Ontologies is one of those words I hear people toss about in conversations about computing, programming, and development. I usually nod and smile, pretending I know exactly what the word means, and how it relates to scientific data. It took some vigorous Google searching and a great discussion with M. Schildhauer of NCEAS before I can say, with confidence, that I kind-of understand the concept of ontologies.
In case you are in the same situation I was a few months ago, allow me to enlighten you. First, let’s start with the pre-computer era definition: ontology is the study of the nature of existing, the categories of being, and the relationships between these categories. Still not clear? Let’s let Wikipedia explain what the study of ontology entails:
Questions concerning what entities exist or can be said to exist, and how such entities can be grouped, related within a hierarchy, and subdivided according to similarities and differences.
I haven’t thought about the nature of existence since university-level philosophy courses, so this explanation makes my brain ache mildly. Remarkably, the computer science definition for ontology is slightly more tangible (and also sheds light on the descriptions above). In this field, an ontology is a set of concepts that represent the knowledge of a particular field of study (i.e. domain). It also includes the relationships between the concepts. Here’s examples of some important consequences of a field having an ontology:
- shared vocabulary and taxonomy
- explicitly defined concepts
- the relationships between different concepts
And Wikipedia provides an example that may help clarify things:
Particular meanings of terms applied to that domain are provided by domain ontology. For example the word card has many different meanings. An ontology about the domain of poker would model the “playing card” meaning of the word, while an ontology about the domain of computer hardware would model the “punched card” and “video card” meanings.

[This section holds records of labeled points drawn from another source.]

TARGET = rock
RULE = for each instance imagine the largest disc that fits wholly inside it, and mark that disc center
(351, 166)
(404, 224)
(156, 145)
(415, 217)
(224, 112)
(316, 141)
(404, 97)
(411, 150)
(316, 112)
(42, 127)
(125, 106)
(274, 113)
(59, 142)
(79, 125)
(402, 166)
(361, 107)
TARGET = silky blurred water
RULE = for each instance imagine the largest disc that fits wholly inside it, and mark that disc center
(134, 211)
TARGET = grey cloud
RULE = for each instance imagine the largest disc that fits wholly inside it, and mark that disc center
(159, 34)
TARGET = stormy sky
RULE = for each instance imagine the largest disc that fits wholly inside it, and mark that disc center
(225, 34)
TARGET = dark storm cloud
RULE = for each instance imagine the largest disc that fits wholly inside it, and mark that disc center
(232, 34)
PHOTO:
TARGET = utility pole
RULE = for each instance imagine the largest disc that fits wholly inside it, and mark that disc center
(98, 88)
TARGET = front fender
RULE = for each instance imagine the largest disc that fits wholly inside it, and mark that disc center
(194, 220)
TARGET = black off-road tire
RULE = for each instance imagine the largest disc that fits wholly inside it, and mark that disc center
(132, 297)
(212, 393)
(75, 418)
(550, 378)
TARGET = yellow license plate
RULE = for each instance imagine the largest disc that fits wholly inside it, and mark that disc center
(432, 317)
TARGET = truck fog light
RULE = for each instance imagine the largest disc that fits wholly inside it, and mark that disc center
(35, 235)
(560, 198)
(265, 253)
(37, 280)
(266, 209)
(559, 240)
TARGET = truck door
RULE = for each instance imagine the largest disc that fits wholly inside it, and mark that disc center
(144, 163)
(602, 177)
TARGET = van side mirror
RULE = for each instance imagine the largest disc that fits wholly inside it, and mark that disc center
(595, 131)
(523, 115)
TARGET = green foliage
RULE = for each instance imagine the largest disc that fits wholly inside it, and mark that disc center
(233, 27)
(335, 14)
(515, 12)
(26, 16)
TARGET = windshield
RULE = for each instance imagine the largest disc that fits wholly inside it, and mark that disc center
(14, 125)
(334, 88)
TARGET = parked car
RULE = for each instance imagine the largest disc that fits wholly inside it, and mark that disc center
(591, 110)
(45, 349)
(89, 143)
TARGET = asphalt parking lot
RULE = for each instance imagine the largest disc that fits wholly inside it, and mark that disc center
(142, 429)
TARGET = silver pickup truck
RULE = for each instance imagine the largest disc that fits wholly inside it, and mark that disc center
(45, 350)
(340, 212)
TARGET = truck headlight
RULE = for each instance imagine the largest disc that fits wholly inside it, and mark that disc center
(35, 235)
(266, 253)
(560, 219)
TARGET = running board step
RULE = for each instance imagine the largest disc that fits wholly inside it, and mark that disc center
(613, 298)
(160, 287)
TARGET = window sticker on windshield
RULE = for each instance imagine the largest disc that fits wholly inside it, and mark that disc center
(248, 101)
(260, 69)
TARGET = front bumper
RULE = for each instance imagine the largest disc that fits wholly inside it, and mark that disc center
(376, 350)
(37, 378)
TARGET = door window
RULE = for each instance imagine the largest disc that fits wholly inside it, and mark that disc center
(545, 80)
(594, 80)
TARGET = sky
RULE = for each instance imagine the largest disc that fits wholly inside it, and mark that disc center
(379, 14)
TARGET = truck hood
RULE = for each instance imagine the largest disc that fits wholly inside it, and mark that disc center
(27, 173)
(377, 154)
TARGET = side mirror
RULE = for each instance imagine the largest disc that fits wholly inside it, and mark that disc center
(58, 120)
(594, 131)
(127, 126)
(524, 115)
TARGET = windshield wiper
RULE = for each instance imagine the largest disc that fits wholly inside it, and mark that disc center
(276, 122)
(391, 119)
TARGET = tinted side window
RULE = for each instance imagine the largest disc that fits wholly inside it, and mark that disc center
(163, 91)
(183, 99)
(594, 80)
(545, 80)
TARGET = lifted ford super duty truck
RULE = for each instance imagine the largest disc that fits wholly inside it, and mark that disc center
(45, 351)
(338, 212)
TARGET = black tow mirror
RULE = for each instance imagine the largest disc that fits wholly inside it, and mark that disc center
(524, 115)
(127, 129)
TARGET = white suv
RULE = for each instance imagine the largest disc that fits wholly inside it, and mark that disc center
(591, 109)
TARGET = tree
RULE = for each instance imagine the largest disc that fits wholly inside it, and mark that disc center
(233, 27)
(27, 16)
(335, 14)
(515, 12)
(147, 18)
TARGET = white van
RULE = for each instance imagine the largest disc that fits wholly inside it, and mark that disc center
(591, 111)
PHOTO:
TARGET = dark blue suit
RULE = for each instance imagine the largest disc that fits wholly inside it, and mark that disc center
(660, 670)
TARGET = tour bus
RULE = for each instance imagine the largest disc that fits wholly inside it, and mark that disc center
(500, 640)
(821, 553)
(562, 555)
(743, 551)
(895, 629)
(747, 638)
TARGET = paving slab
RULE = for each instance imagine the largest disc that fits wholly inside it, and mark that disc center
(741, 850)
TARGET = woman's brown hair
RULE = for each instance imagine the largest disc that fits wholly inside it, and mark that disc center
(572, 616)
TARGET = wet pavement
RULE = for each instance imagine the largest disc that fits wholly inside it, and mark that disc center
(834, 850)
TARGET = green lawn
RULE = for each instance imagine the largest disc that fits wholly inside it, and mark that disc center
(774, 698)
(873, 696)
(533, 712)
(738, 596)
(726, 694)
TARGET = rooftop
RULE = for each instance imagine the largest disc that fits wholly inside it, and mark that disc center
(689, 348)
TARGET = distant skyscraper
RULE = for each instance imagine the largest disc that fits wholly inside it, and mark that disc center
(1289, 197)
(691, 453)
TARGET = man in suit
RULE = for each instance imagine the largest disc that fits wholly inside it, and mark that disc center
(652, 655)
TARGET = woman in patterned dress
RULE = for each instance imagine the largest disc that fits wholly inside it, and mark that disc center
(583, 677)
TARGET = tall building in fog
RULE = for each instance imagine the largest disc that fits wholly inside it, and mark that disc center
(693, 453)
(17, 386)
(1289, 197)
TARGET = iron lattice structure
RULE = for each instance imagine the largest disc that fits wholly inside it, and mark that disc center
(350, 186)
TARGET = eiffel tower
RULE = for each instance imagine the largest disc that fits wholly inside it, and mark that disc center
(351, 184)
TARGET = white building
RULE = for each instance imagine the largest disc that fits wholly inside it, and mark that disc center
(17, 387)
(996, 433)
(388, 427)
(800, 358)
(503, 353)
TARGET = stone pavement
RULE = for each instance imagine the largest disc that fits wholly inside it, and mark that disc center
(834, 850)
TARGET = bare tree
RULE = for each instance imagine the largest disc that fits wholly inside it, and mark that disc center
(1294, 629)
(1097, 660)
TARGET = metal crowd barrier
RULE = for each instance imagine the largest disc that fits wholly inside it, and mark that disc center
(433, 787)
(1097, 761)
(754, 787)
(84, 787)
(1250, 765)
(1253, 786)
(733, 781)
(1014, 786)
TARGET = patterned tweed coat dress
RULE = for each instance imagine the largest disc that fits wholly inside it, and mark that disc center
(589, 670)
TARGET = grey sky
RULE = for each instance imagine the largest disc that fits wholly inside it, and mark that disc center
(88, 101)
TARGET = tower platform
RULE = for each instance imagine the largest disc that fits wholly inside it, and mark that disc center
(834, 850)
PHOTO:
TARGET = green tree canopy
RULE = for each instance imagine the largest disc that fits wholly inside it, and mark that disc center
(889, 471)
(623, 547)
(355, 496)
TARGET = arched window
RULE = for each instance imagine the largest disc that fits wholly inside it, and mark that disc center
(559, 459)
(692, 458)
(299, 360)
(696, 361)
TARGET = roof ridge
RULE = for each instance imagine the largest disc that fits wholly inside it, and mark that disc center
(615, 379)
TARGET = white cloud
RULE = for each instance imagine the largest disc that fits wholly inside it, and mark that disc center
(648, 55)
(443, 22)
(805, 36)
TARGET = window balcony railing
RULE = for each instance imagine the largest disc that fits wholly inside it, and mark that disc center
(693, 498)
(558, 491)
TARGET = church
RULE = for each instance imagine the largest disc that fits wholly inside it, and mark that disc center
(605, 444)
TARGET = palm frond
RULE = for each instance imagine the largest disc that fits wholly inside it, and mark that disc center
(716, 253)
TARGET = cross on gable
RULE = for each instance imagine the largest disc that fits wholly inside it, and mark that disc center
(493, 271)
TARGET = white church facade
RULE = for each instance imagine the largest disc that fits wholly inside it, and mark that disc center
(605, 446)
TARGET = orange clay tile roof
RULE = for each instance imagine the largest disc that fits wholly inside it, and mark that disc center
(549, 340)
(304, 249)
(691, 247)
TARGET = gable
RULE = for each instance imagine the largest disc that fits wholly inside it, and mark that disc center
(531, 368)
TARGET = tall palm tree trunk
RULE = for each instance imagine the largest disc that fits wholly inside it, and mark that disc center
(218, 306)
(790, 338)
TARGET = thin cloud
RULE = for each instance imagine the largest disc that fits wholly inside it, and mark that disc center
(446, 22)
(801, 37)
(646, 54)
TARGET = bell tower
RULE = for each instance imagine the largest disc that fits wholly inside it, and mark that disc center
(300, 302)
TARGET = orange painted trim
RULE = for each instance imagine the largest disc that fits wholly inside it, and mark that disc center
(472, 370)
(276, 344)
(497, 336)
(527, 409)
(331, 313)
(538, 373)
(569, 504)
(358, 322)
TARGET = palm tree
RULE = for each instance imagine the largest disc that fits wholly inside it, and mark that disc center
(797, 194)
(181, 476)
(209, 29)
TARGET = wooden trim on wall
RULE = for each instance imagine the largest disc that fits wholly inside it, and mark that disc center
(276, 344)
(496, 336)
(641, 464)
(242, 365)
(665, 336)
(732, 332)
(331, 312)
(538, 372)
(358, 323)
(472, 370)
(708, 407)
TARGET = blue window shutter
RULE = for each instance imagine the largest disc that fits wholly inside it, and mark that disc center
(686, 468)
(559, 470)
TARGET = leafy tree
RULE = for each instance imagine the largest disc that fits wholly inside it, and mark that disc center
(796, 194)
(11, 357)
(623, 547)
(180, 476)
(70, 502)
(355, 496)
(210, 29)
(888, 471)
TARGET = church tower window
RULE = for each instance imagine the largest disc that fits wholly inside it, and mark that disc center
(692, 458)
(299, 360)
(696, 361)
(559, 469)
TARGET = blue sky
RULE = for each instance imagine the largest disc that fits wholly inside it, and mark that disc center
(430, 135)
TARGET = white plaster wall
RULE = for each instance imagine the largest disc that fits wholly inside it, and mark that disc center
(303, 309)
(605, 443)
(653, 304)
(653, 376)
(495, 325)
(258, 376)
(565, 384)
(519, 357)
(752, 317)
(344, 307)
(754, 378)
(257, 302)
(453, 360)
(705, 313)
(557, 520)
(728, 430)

An important point to make is how vital ontologies are now for this era of international collaboration, data deluge, and digital data. Take the field of genetics. What if every geneticist decided on their own way to describe genes, proteins, and sequences? Furthermore, what if they used words other than “genes”, “proteins”, and “sequences” to describe these things? It would be incredibly difficult for the field to progress since no one is quite sure what anyone else is talking about in their research. A Gene Ontology has been established within the community to prevent this scenario from taking place.
There is much more to ontologies than standard vocabularies, but this is certainly the easiest ontology concept to grasp. In terms of the DCXL add-in, ontologies could be used to structure how Excel spreadsheets are formatted and coded to facilitate universal discoverability and usability. It’s not likely that the first version of the add-in will be able to accomodate a wide range of ontologies (i.e. domain-specific vocabularies), but we hope that future versions might find ways to direct users to standards used in their field of interest.